Czech ultralight aircraft

The Ultralight Design Atos Trike is a Czech electric and petrol powered ultralight trike, designed and produced by Ultralight Design SRO of Cvikov. The aircraft is supplied complete and ready-to-fly.

==Design and development==
The Atos Trike was designed to comply with the German 120 kg class and the US FAR 103 Ultralight Vehicles rules, including the category's maximum empty weight of 254 lb.

The aircraft design features a cantilever A-I-R Atos rigid hang glider-style high-wing, weight-shift controls, a single-seat open cockpit with a cockpit fairing, tricycle landing gear and a single electric or piston engine in pusher configuration.

The aircraft fuselage is made from composites, with its double surface Atos wing made from carbon-fiber-reinforced polymer. The wing is supported by a single post, has a small horizontal tailplane and uses an "A" frame weight-shift control bar. The powerplant is a FlyEngine F200 piston engine or, optionally, a Flytec HPD electric motor.

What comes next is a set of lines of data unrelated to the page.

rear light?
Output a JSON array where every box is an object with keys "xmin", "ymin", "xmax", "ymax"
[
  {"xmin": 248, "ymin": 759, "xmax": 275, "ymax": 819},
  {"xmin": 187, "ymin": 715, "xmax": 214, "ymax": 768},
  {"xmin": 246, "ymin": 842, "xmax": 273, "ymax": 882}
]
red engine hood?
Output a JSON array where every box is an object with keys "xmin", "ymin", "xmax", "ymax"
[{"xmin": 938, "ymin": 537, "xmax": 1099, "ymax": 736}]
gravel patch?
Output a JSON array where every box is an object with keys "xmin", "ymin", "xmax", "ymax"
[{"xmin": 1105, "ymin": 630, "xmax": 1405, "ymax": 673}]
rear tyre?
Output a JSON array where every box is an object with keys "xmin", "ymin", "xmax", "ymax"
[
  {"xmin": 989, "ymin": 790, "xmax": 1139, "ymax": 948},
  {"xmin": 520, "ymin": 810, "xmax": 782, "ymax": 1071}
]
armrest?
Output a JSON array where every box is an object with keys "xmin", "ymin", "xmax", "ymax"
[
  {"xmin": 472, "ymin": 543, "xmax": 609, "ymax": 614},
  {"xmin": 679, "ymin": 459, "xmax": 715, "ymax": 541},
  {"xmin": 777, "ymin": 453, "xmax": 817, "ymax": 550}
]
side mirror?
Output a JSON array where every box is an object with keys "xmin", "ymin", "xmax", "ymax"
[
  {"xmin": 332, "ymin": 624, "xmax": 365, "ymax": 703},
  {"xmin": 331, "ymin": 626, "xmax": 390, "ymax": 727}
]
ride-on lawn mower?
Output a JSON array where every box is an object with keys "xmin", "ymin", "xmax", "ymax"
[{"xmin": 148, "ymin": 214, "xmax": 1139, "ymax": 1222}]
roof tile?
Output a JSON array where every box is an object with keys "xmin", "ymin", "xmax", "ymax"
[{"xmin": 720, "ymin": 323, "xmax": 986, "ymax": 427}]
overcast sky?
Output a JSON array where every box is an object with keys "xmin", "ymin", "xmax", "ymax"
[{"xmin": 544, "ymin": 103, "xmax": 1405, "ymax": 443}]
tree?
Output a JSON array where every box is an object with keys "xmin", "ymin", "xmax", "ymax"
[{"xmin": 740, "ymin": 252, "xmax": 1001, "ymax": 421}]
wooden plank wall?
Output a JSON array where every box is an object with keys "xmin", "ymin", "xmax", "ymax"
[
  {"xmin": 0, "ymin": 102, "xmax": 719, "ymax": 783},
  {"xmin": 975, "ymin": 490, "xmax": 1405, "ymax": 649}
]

The aircraft (less wing) has an empty weight of 46 kg and a weight of 80 kg, with the wing fitted.

==Operational history==
In reviewing the design in 2015, Dimitri Delemarle wrote, "Any trike specifically designed to motorize the fabulous Atos wing has to be a bit special and this machine does not disappoint...It is not cheap, but the price reflects the high-quality workmanship!"